The MDM proposes provincial, district and city commissions formed in exactly the same way - seven members, four from political parties and three from civil society.
The Renamo proposal simply ignores all calls from observer missions, from civil society, and from the Constitutional Council (the body with the final say in electoral disputes), for a smaller, more professional and less political CNE. Instead Renamo wants a CNE of 21 members - five appointed by Frelimo, five by Renamo, five by the MDM, three by the extra-parliamentary parties and three by civil society. This proposal is blatantly designed to give opposition parties a majority on the CNE.
Neither Renamo nor the MDM explain why a party with just eight seats in parliament (the MDM) should be entitled to exactly the same representation on the CNE as parties with 51 and 191 seats.
Nor do they say why the extra-parliamentary parties, who have few members and fewer votes, no publications and not even a website between them, and most of whom go into hibernation between elections, should be entitled to any representation on the CNE at all.
Renamo even proposes that all extra-parliamentary parties (and over 50 minor parties are registered with the Ministry of Justice) should have a seat on the CNE, with the right to speak at CNE meetings, but without voting rights.
Renamo proposes provincial, district and city election commissions formed on the same model, albeit rather smaller - they would have 13 members, three each from Frelimo, Renamo and the MDM, two from the extra-parliamentary parties and two from civil society.
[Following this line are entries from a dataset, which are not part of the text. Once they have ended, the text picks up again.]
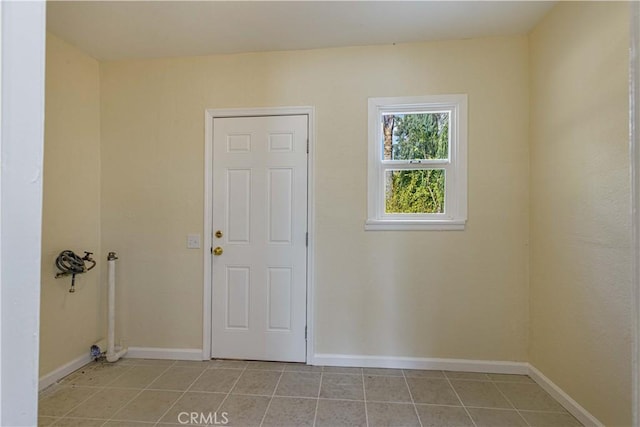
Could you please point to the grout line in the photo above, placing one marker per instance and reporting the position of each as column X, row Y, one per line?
column 140, row 392
column 232, row 387
column 461, row 402
column 512, row 405
column 91, row 368
column 181, row 396
column 415, row 408
column 315, row 415
column 271, row 399
column 364, row 392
Renamo also demands the total politicisation of STAE, so that the professional civil servants dealing with the administrative side of elections would have political appointees looking over their shoulders at every stage.
There would be a professional general director of STAE - but he would be hamstrung by three deputy directors, one from Frelimo, one from Renamo and one from the MDM. The same system would be implemented all the way down the STAE structure at provincial, district and city level.
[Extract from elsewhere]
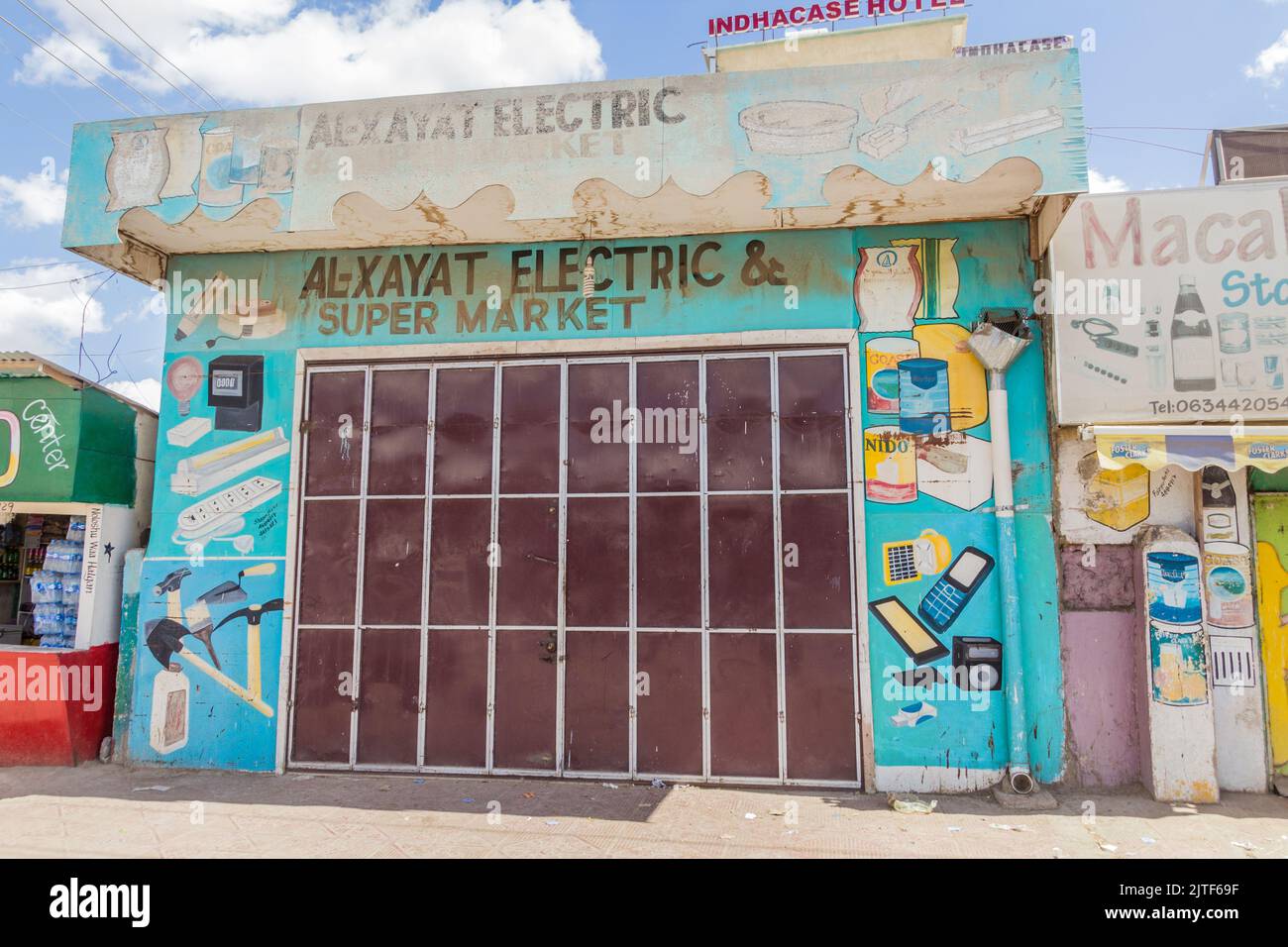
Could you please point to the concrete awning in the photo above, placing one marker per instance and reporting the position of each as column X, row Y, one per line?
column 838, row 146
In addition the STAE staff would contain an unspecified, but clearly very large, number of appointees from the three parliamentary parties, the extra-parliamentary parties and civil society, all of them enjoying the right to allowances from the state budget. This structure would be unwieldy and very expensive.
The Frelimo, Renamo and MDM proposals are obviously incompatible and attempts to seek consensus look doomed to failure. The most likely outcome is that in late 2011 or early 2012 the Assembly, thanks to the Frelimo majority, will pass a modified version of the Frelimo proposal.
There is still time for Frelimo to change its mind about the composition of the CNE and remove political appointees altogether. After all, during the lengthy debates preceding the adoption in December 2006 of the current laws, Frelimo did at one point call for a CNE formed exclusively of civil society nominees - a proposal that horrified Renamo.
Frelimo would be true to its stated desire for a non-partisan CNE, if it returned to that 2006 proposal, and devised a mechanism whereby such a CNE could be formed without political interference.